Como si se tratara de un movimiento pendular, las antiguas plagas de bíblico recuerdo regresan una y otra vez, quién sabe si para recordar lo efímero de todas las civilizaciones, incluida la nuestra. Cierto es que ya no llueven sapos, o al menos no con la frecuencia de antaño, ni tampoco se exterminan en una noche cruel a los primogénitos de las familias que no hubieran marcado con la sangre del cordero pascual los dinteles de sus moradas.
En nuestros atribulados días seguimos cayendo, sin embargo, en esa angustia periódica que nos provoca la llegada de las grandes epidemias, no por anunciadas y previsibles menos tormentosas y mortíferas.
Unas veces son los virus mutantes de la gripe, aliados en su cruel ataque contra el género humano con ciertas cepas de origen porcino, los que aparecen para hacer saltar todas las alarmas sanitarias. Otras son las bacterias del carbunco, ya sean de origen natural o manipuladas por tal o cual grupúsculo terrorista, las que se expanden con rapidez inusitada entre las aterrorizadas muchedumbres indefensas de las superpobladas urbes contemporáneas.
Las plagas también se ceban contra las plantas y animales que aseguran nuestro sustento y configuran el paisaje en el que hemos crecido. Una vez son las desvalidas palmeras las que fenecen irremediablemente ante el ataque de ese voraz insecto del Nilo, conocido como el picudo rojo. Otra, son los pobres olmos centenarios, a cuya sombra se reunían los concejos abiertos de Castilla, los que perecen por el ataque de un hongo crudelísimo.
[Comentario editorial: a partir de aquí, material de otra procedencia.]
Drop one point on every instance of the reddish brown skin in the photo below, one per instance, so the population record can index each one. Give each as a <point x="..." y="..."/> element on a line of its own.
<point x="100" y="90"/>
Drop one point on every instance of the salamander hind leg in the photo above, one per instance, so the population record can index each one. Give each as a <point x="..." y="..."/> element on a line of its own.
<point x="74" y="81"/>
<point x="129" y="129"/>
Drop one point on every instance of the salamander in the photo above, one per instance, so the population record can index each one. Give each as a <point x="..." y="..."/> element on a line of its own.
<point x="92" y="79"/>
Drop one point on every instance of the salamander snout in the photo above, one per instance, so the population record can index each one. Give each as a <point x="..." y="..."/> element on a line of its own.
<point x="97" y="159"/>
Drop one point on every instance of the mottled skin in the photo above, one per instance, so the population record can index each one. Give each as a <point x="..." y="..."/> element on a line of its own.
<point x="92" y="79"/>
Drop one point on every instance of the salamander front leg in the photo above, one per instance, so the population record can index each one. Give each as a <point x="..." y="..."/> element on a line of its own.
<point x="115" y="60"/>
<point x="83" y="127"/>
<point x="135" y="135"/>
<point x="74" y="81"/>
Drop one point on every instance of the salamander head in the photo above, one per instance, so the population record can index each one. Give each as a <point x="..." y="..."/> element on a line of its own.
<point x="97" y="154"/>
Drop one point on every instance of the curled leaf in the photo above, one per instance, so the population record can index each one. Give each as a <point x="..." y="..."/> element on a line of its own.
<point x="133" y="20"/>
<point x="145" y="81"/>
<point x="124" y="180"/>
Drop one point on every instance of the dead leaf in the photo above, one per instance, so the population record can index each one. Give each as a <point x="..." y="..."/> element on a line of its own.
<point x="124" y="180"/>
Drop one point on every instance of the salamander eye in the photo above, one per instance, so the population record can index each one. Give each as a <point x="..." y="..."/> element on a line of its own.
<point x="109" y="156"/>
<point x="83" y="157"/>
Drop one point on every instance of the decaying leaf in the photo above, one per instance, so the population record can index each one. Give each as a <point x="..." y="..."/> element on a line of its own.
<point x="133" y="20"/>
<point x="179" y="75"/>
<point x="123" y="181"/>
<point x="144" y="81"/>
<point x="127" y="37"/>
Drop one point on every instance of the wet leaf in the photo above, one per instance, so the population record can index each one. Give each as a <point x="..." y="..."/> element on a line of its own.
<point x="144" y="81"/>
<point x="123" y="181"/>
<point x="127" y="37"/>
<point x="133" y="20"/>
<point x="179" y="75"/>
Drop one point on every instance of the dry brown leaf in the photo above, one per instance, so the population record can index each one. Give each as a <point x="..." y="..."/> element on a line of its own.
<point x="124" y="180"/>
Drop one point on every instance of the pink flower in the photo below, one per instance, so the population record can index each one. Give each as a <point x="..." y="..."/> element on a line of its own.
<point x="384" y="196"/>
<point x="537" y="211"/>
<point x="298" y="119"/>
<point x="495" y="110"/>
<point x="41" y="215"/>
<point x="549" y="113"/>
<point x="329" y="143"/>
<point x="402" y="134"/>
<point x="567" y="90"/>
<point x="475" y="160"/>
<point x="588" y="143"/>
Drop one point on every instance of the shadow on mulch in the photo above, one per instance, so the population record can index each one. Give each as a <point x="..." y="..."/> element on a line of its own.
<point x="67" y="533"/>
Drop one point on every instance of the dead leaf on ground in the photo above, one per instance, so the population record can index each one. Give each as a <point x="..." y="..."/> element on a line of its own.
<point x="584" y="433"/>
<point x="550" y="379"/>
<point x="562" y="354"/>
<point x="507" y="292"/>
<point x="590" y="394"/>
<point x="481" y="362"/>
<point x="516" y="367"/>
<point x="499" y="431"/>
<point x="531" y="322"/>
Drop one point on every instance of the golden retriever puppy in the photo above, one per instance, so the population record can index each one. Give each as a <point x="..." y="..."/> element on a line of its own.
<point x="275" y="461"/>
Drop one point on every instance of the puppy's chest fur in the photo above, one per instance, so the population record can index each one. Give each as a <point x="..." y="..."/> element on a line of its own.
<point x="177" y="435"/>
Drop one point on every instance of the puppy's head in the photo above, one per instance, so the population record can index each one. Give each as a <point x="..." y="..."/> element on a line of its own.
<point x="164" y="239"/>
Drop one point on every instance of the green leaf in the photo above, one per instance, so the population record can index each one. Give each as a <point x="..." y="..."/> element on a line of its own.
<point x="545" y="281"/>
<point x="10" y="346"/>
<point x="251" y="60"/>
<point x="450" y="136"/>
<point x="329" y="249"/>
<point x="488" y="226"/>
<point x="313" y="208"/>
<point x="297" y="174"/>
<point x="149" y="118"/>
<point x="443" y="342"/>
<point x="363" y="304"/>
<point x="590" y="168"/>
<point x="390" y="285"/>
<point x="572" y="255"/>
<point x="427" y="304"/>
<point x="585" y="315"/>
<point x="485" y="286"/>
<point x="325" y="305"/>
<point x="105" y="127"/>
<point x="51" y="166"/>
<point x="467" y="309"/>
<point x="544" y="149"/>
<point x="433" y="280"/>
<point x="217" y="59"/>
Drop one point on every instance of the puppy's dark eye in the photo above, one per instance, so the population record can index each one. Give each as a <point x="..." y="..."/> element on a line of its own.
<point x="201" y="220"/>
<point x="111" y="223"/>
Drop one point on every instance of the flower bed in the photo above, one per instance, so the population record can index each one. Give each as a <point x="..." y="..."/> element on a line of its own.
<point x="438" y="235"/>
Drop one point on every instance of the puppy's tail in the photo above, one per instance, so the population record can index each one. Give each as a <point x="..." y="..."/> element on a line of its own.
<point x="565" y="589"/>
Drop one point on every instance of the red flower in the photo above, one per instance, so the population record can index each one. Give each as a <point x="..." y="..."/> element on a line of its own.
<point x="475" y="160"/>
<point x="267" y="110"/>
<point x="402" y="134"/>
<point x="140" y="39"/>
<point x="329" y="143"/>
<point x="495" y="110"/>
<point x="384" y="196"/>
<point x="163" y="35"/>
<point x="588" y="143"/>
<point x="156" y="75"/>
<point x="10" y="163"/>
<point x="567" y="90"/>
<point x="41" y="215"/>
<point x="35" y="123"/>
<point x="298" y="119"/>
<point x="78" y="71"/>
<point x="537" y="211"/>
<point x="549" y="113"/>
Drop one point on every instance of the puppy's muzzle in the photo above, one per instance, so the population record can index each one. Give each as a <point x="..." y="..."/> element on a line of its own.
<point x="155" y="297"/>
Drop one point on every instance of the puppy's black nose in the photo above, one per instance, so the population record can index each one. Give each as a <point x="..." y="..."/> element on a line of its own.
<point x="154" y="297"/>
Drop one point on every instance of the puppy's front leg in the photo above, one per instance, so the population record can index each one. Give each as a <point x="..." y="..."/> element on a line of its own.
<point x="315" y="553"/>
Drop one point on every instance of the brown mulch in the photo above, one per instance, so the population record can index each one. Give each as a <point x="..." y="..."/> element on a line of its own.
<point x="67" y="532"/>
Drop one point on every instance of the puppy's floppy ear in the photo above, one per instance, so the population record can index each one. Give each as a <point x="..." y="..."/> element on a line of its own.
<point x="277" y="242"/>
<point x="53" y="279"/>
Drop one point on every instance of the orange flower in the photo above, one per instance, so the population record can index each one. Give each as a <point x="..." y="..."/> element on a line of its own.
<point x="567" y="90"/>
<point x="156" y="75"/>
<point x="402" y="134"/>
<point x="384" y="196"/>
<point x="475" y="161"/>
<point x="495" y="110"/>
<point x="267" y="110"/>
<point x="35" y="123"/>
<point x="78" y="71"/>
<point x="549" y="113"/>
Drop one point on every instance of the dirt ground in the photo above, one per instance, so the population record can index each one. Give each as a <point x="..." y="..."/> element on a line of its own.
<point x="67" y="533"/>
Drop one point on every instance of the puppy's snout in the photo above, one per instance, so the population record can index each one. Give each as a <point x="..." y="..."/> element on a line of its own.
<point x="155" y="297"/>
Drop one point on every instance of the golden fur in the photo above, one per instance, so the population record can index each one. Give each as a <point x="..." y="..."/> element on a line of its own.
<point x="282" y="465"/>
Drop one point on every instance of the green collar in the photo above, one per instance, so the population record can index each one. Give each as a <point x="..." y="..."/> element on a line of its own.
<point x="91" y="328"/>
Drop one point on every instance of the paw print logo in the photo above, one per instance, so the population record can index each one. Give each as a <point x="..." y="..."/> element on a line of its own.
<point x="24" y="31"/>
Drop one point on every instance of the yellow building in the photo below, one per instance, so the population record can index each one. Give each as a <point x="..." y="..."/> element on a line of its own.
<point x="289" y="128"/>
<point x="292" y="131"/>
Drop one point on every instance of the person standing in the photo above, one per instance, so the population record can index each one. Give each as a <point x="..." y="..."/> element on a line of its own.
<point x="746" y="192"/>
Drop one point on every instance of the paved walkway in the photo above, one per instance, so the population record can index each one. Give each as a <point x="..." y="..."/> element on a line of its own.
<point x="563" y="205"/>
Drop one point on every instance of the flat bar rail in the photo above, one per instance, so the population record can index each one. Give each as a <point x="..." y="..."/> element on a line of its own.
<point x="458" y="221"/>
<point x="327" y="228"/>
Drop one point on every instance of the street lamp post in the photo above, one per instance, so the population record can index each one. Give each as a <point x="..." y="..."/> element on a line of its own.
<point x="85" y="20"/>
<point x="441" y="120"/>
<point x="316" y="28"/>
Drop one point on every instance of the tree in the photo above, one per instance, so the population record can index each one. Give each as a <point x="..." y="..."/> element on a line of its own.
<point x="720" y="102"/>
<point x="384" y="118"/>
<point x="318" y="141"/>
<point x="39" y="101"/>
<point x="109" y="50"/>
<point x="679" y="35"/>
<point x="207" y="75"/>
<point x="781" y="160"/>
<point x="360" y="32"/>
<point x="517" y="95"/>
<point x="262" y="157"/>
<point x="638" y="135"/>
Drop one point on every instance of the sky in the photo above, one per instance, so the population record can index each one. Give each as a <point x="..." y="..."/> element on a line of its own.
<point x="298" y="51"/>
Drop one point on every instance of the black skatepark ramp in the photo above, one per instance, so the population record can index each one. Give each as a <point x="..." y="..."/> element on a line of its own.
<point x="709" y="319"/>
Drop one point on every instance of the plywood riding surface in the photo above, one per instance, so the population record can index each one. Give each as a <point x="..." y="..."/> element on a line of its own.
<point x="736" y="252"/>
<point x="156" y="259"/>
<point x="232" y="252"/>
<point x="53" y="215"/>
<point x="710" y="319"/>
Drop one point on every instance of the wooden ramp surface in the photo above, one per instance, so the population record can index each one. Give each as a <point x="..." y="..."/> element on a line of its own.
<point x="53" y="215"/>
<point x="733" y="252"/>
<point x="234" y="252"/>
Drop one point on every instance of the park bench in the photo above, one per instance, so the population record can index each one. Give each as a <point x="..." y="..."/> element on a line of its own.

De la misma manera, las encinas extremeñas y andaluzas van consumiéndose por el ataque de un virus que, a falta de mejor nombre, llamamos la seca. Otra plaga liquidó hace años los naranjos del Levante, con el ataque todavía presente de esa enfermedad que los agricultores llamaban tristeza, repitiendo de alguna manera la maldición antigua de la filoxera que liquidó los viñedos de toda Europa.
Antes murieron los conejos, diezmados por la mixomatosis. También las pobres vacas han sufrido sus plagas particualres, igual que los cerdos esa peste que llamamos porcina. Hoy son los olivos los que ven llegar una nueva amenaza ante la que no existe remedio alguno. La plaga avanza inexorablemente desde Italia para acabar con todos los olivares mediterráneos. Si no se encuentra un rápido antídoto, los olivos sufrirán una devastación de tales dimensiones que quizás en breve tiempo el aceite de oliva sea un producto exótico.
Al mismo tiempo, las laboriosas abejas, sin las cuales la polinización no existiría, sucumben, a un ritmo alarmante, por un envenenamiento del que sabemos con toda certeza que es consecuencia directa de la actividad humana. Si no se actúa de una vez por todas, estas amenazas, hoy por hoy más reales que otras igualmente apocalípticas que, como la espada que pendía sobre Damocles, amenazan nuestro futuro, pueden dejar en nada el recuerdo de antiguas epidemias, que como las pestes medievales o la gripe española, está agazapado en nuestro imaginario colectivo.